39 Coherence Request Timeouts

When calling Coherence APIs, particularly NamedCache APIs, these are typically remote calls that could take some time to run. Depending on the load on the storage enabled members, or whether a cluster is recovering from a member departure or member joining, and such, the requests could take a lot longer than normal to run. Sometimes, you want to have a guaranteed SLA for request times and need a Coherence API call to time out if it exceeds this SLA.

There are a few different ways to implement request timeouts in Coherence, each with different advantages and some with significant downsides. It is important that you understand what request timeouts actually do and how different approaches work, as they are not always suitable as an SLA guarantee. If used improperly, they can cause application issues, inconsistent cache data, and put more load on a system.

When you use request timeouts, they must have a valid way to handle the timeout exceptions. Blindly re-trying is certainly not a suitable strategy. When a request times out, it is only the caller that receives an exception. The request will still be queued and run to completion on the server. Typically, timeouts will occur because the system is under some load and requests are taking longer than normal. If an application just catches and ignores a timeout, just retries the request, or just carries on as normal without any sensible back-off strategy, then this can just put even more load on the servers at a time when they are obviously under more than normal load.

The smaller the value used for request timeouts, the more likely it is that an application may have exceptions when the system is under heavy load. It is important that the application is tested with the configured timeouts and with the expected production loads to ensure that it behaves as expected. Even then, timeouts may be seen only during failure scenarios or rolling upgrades, when requests typically take longer than normal, so ideally these scenarios should be tested too.

Configure Global Request Timeouts

Coherence configuration files allow the request timeout to be configured in different places depending on the type of cache scheme being configured.

Although configuring request timeouts in the cache configuration is the first option described here, it is not generally recommended.

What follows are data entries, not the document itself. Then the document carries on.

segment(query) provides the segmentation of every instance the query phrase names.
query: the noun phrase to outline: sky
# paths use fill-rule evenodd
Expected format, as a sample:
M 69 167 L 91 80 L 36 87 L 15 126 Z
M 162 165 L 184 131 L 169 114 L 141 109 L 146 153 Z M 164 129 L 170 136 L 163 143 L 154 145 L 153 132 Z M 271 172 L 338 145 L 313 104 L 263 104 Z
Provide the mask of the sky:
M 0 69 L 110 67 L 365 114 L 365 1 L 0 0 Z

The other approaches listed are better choices.

Note:

A request timeout in configuration only, applies to the sender of a request, and the caller will receive an exception if a request takes longer to run than the timeout. But, it is important to note that the request still has been sent to the server where it will be queued and run. If the request timeout is exceeded, then the caller has no way of knowing whether the request ran successfully on the server or whether it failed, because any response is lost.

Configure Remote Clients

Coherence Extend and gRPC clients can have a request timeout configured in the <remote-cache-scheme> or <remote-grpc-cache-scheme> elements in the cache configuration file. If no timeout is configured for a client, then the default used by Coherence is 30 seconds.

Note:

When configuring a request timeout for a client in the cache configuration file, the timeout applies to all requests made by the client. This includes not just simple requests, such as cache.get() or cache.put(), but also internal requests. For example, the first time a client requests a cache, this is a remote call to the server to ensure the cache exists. If the cache does not exist on the server, then this call could result in the cache needing to be initialized across the whole cluster. If the request timeout is set to a small value (for example, in milliseconds), this can easily fail when a cluster is under load, recovering from member departure, or new members joining.

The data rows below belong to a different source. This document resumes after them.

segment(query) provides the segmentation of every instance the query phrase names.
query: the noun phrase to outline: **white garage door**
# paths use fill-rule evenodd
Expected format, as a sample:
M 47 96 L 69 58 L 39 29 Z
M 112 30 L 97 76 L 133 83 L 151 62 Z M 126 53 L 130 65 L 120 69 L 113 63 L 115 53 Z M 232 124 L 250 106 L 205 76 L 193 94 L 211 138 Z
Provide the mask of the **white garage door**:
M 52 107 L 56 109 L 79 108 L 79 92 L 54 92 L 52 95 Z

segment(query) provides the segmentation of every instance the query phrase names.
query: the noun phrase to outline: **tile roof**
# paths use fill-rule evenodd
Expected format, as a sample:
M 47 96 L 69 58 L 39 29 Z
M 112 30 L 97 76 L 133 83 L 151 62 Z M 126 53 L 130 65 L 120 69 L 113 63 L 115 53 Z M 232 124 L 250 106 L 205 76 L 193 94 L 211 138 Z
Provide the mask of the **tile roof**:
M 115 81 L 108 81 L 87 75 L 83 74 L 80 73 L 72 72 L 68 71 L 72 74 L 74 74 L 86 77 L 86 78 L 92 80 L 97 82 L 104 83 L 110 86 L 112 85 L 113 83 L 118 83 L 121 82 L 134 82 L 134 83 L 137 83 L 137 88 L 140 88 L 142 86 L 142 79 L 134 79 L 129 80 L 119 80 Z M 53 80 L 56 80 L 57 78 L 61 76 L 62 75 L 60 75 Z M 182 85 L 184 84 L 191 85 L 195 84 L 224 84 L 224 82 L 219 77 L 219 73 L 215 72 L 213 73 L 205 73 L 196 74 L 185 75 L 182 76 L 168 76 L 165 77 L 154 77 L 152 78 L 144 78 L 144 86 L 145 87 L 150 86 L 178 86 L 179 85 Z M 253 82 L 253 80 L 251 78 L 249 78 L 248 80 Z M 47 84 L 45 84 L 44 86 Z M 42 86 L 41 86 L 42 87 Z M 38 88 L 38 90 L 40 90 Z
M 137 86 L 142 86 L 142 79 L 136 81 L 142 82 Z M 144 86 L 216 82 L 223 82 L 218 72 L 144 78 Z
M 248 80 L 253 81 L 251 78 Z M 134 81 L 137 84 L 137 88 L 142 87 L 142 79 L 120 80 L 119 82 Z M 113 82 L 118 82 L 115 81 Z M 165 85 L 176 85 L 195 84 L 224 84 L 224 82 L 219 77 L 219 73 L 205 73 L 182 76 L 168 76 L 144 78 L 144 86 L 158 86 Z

It is important that a sensible value is set for the request timeout. Application code must be written to expect and to handle RequestTimeoutExceptions that may be thrown by any Coherence API call, especially if the value is very low.

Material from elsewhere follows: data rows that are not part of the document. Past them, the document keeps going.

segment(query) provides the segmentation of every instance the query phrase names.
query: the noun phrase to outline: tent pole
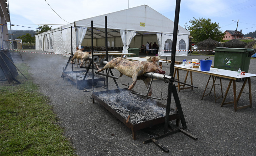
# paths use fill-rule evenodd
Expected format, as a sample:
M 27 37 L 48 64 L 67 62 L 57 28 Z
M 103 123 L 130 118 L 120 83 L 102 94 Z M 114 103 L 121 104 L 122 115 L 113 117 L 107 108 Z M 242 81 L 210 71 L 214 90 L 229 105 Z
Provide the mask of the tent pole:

In a Coherence Extend client <remote-cache-scheme>, the request timeout is configured as shown:
<remote-cache-scheme>
  <scheme-name>remote-cache</scheme-name>
  <service-name>RemoteCache</service-name>
  <initiator-config>
    <outgoing-message-handler>
        <request-timeout>20s</request-timeout>
    </outgoing-message-handler>
  </initiator-config>
</remote-cache-scheme>
In a Coherence gRPC client <remote-grpc-cache-scheme>, the request timeout is configured as shown:
<remote-grpc-cache-scheme>
    <scheme-name>remote-grpc</scheme-name>
    <service-name>RemoteGrpcCache</service-name>
    <request-timeout>20s</request-timeout>
</remote-grpc-cache-scheme>

Configure Cluster Members

A request timeout can be configured in cache schemes in the cache configuration file for cluster members.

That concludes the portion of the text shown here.